Hi, I hope it is OK to post this here.
Occasionally I notice some strangeness on the right hand edge of my images processed with LHE.
I found a copy of the code on Zbynek's site, so I took a look to see if I could find the problem.
Here is a list of things I found:
1) In InitHistogram() and AdvanceHistogram(), the kernel is mirrored at the edges of the image. The mirror code has bugs in both axes. At the upper edge, the Y-axis clip code is off by one. At the upper edge, the X-axis clip code uses image.Height rather than image.Width. This accounts for the strangeness I see.
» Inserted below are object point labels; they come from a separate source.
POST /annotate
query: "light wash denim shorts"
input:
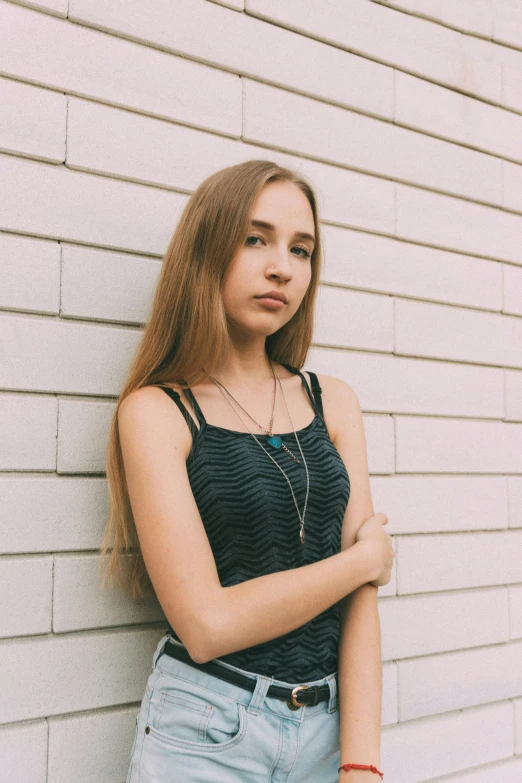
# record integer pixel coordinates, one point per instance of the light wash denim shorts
(194, 727)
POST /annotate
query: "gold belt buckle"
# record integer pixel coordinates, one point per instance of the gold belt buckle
(293, 703)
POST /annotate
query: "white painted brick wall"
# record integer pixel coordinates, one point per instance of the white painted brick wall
(406, 116)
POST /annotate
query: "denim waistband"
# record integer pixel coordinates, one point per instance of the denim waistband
(256, 700)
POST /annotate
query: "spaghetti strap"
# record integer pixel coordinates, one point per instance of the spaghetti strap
(316, 388)
(173, 394)
(195, 405)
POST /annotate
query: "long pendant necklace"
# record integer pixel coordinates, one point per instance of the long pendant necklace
(301, 517)
(274, 440)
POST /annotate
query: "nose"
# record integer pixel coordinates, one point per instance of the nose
(280, 265)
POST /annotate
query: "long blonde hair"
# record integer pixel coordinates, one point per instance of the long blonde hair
(188, 331)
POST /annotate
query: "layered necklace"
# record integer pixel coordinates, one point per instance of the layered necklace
(275, 441)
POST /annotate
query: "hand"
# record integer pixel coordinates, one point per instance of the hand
(372, 533)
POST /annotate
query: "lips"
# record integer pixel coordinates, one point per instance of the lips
(273, 295)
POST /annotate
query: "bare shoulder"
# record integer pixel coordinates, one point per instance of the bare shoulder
(340, 404)
(148, 413)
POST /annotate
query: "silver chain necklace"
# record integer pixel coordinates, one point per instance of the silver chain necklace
(274, 440)
(301, 517)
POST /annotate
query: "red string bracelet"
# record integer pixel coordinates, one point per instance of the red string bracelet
(348, 767)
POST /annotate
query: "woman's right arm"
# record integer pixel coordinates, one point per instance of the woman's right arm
(212, 620)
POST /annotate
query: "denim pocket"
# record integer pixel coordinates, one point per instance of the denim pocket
(186, 714)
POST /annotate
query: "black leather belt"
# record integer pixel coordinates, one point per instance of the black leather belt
(308, 695)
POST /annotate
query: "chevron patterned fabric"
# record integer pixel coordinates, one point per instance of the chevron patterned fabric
(253, 527)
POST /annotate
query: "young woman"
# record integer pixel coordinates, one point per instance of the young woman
(240, 494)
2) In ClipHistogram(), the code computes a quotient and a remainder for equalization purposes. The loop that equalizes the remainder is off by one. One too many bins are incremented. This introduces a small bias in the results.
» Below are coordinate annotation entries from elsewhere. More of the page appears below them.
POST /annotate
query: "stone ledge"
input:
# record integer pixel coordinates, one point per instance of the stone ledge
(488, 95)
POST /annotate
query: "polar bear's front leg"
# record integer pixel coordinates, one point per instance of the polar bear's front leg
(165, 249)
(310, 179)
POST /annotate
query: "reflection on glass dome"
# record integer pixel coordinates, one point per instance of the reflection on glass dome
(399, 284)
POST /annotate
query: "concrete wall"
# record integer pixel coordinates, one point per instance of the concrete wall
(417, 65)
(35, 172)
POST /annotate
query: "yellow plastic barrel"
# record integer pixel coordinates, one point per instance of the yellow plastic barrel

3) Also in ClipHistogram(), the equalization process is iterative. Any remainder on each iteration will increment bin zero. So bin zero "piles up" and a small bias is so introduced. An easy solution would be to do a binary search to find the proper clipping threshold, and then equalize the histogram only once. This runs no faster but avoids all iterative pile up from multiple remainders.
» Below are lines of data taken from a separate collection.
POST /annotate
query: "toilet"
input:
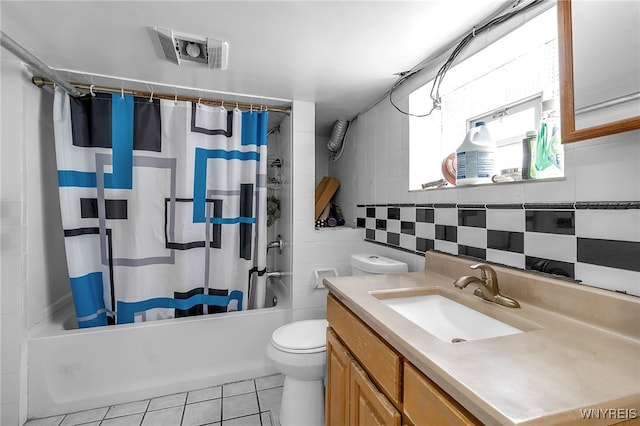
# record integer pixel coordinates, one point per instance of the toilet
(368, 264)
(299, 352)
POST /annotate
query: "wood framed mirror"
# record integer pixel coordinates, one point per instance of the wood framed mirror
(599, 67)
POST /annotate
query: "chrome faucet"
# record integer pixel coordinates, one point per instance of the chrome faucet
(279, 244)
(487, 286)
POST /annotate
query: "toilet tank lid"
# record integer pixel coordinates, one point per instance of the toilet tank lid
(301, 335)
(376, 264)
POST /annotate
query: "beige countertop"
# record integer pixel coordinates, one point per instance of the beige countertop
(570, 358)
4) ComputeCDF() basically does a table lookup on quantized pixel values. It is a bit annoying that the results are so quantized and that full 32-bit precision is not exploited. I think a simple improvement would be to interpolate the histogram using the pixel's fractional position in its bin. Linear interpolation would probably be sufficient, but higher-order (e.g. cubic) would be easy of course also.